ART AND THE ARTIST

THE PLASTIC ARTS IN MODERN BALI

In contrast are the lavish taste, labour, and money spent on their objects of luxury: their temples and musical instruments, their jewellery and textiles worn on ceremonial occasions, their weapons, and so forth. Their love of display often goes to extremes, as in the case of the costly towers, biers, and other accessories for the cremation of their dead, which are destroyed in a few minutes after hundreds of guilders and months of labour are spent to produce them.

I have mentioned the gringsing cloth, the scarfs from Tenganan, which are one of the rare examples in the world of the art of " double " ikat - that in which both the warp and the weft of the cloth are patterned by the elaborate process of dyeing only sections of the threads before weaving by binding them with fibres, the designs of both being made to fit afterwards when the scarf is woven.

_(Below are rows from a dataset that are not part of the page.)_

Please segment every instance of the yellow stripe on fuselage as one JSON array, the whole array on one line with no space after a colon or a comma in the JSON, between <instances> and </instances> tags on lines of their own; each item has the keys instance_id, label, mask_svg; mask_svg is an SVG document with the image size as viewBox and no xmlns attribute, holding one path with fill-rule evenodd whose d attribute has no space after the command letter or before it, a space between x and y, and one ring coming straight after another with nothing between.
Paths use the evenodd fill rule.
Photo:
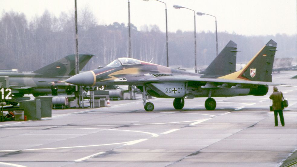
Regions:
<instances>
[{"instance_id":1,"label":"yellow stripe on fuselage","mask_svg":"<svg viewBox=\"0 0 297 167\"><path fill-rule=\"evenodd\" d=\"M128 69L124 69L121 70L114 72L108 75L108 76L110 77L110 78L108 78L105 79L103 79L100 81L109 81L110 80L113 80L118 79L118 78L114 76L114 75L121 75L124 74L137 74L139 73L139 69L140 68L132 68Z\"/></svg>"},{"instance_id":2,"label":"yellow stripe on fuselage","mask_svg":"<svg viewBox=\"0 0 297 167\"><path fill-rule=\"evenodd\" d=\"M93 76L94 77L94 82L93 82L93 85L92 85L92 86L93 86L95 85L96 84L96 75L95 75L95 73L94 72L94 71L89 71L90 72L92 73L92 74L93 74Z\"/></svg>"}]
</instances>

The ikat process is characteristic of Indonesians, although today the laborious double ikats are made only in Tenganan in Bali. Single ikats in cotton - those in which only the warp is previously patterned - are still made in Nusa Penida and in Mas, but in Klungkung they make " ikated " silks of amazingly elaborate patterns.

Klungkung is also famous for its brocades (sungket) in red silk with woven designs in gold and silver thread. The Balinese often decorate pieces of silk by the tie-and-dye process (plangi) ; the fabric is knotted tightly in certain places and dipped in the dyes so that when the knots are loosened, a regular pattern results, leaving uncoloured patches where the dye could not penetrate. Interesting also are the striped and chequered cloths in cotton and silk made all over the island, some of which are very popular, and the open-work scarfs (kamben tjerik) worn by the women around the breasts for feasts.